E fechou a porta a três centímetros do seu rosto de homem de ego ferido e olhos de cachorro abandonado.

domingo, abril 13, 2008

Backseat - 35

Ele ainda lembra uma das noites em que saíram juntos.

Ao chegarem a casa ele impediu-a de sair do carro, aproximou-se cuidadosamente dos seus lábios e beijou-a. Rapidamente a fez passar para o banco de trás e entre beijos e carícias Miguel soube perder-se numa pele que não era a sua.
Letícia deixou-se levar sem cordas que lhe amarrassem a alma e o desejo.
Os beijos sôfregos a deixar os lábios dormentes e a pedir por mais, as mãos de Miguel quentes, provocadoras - que lhe ofereciam arrepios pelo corpo todo. A sua respiração ofegante e entrecortada no ouvido dele, estímulo ao qual ele não era capaz de resistir.
Apertada entre uns braços calorosos sentia-se confortável, desejada. A sua pele escaldava, limite suave de um desejo quase incontrolável. As mãos dele, ariscas, atrevidas a procurarem a pele nua, a percorrerem-lhe as costas com astúcia e a deixar Letícia rendida a todas as sensações.
"Loucos" repetia ela ao ouvido de Miguel enquanto sentia cada vez mais necessidade do corpo dele. As peles misturadas, as mãos unidas. As bocas entrelaçadas em beijos infinitos.
Letícia prendeu-lhe as mãos paralelas à cabeça, impedindo o seu toque irresistível e provocando-o, doce tortura acompanhada da sua língua lasciva a percorrer-lhe a pele do pescoço. A cada investida ela sentia-o apertar-lhe os dedos num pico de prazer e a cada arquejo ela imergia um pouco mais no mar de desejo que os envolvia....

Um som ensurdecedor arrancou-o das suas memórias, era o telefone a tocar. Seria ela?

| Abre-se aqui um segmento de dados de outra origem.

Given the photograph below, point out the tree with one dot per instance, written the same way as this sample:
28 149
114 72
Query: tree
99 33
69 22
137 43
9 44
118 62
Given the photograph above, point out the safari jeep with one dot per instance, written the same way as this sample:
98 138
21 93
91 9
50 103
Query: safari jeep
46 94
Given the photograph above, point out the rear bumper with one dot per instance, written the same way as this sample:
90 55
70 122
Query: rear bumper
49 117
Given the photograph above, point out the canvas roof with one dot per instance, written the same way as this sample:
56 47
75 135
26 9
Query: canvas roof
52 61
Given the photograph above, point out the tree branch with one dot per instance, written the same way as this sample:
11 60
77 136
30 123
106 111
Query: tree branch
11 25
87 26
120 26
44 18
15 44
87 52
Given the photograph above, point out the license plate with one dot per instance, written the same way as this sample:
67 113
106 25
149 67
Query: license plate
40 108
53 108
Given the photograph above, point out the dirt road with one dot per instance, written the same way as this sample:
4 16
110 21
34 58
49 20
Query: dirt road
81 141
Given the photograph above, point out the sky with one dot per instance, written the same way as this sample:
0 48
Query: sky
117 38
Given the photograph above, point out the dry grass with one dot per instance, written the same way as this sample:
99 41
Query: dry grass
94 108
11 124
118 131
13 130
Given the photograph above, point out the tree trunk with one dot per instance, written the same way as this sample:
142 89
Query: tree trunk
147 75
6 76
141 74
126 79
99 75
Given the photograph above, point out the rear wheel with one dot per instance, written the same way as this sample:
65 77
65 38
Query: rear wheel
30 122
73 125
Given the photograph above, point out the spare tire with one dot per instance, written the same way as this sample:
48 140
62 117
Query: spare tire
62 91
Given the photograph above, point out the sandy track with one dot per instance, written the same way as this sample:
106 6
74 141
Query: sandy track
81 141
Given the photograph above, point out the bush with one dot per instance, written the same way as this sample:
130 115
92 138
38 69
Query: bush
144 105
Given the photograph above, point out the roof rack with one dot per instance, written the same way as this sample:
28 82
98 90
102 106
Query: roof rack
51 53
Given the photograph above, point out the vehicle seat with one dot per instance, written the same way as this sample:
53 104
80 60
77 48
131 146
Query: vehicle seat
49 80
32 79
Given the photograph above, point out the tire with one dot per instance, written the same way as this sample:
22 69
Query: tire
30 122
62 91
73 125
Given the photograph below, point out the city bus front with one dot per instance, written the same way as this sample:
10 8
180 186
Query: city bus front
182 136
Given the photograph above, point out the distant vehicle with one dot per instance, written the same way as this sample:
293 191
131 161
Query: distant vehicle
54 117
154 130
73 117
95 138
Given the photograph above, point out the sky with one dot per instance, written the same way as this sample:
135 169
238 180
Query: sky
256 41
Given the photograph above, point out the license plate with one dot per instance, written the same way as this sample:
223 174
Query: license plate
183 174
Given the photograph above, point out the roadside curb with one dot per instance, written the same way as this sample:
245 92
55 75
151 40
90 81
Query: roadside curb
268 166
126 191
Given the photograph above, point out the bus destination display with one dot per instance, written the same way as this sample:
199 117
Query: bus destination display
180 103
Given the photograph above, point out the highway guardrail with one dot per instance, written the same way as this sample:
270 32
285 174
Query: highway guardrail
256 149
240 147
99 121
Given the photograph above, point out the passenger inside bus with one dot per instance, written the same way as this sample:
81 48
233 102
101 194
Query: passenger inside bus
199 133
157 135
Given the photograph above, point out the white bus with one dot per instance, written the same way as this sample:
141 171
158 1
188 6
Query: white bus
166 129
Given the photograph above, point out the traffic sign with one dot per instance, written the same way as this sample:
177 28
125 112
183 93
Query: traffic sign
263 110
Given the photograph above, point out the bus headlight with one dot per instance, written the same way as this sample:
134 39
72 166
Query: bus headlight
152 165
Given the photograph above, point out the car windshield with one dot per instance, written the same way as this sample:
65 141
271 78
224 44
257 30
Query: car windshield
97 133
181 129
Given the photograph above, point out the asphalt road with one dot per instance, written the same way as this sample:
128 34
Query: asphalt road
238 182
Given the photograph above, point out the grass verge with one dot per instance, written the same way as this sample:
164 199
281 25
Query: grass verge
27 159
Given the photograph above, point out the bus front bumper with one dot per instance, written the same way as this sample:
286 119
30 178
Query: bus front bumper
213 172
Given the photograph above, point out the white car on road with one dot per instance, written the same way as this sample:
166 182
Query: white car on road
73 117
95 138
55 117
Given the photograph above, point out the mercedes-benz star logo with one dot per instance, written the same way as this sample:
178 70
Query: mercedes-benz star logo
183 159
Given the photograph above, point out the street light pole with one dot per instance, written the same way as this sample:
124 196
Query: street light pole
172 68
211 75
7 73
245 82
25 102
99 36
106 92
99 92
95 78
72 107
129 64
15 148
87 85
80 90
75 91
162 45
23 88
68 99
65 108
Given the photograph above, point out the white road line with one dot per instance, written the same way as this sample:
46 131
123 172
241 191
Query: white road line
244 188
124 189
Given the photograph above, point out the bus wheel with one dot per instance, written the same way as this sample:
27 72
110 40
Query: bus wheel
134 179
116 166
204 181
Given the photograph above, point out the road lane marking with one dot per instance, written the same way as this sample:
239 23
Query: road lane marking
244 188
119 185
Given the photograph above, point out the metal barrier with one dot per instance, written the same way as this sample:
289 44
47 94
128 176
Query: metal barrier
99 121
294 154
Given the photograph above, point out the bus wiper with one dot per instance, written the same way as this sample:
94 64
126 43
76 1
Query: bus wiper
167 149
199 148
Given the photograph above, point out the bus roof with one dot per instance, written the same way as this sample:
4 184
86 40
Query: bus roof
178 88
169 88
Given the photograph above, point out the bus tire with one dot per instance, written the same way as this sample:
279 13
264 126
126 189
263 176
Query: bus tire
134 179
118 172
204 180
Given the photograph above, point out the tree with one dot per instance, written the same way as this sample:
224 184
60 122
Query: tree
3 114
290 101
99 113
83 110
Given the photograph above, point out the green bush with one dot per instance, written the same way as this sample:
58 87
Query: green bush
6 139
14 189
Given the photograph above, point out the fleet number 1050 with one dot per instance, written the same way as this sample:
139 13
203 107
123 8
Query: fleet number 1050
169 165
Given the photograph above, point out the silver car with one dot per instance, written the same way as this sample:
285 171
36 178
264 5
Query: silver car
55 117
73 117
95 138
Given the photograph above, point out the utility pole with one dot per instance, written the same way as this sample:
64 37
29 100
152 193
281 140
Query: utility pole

quinta-feira, abril 10, 2008

Chocolate - 34

Dois meses. E o sabor dele continua na minha boca. Porquê?De vez em quando vem perturbar-me os pensamentos sem razão. Oh vá lá...não tens razão nenhuma para lhe ligares..está mas é quieta! Sim..e se lhe ligasses o que é que lhe dirias?
"Ah olá Miguel, sou eu...'tá tudo bem contigo? ...sim? Comigo também! Pois é porque hoje não me sais da cabeça e eu queria mesmo entrar-te pela casa a dentro e encostar-te a parede com beijos sôfregos e violentos...sim,sim...e arrastar-te para a cama e comer-te como se fosse a última vez!"


Oh por favor...és tão patética. Esquece-o de uma vez por todas....
Já sei! Vou sair..vou ligar à Patrícia e à Marta e convidá-las para sair comigo...vamos à caça! Sim, tenho que encontrar uma distracção!

Se ao menos ele não me deixasse assim, se ao menos eu não ficasse a fantasiar com os beijos e as carícias...se...oh vá lá. Pára com isso!

Chocolate, vou comer chocolate. Ná...tu não estás apaixonada por ele. Vá lá cala-te.Que parva. Chocolate.Chocolate.Chocolate. Só eu e chocolate.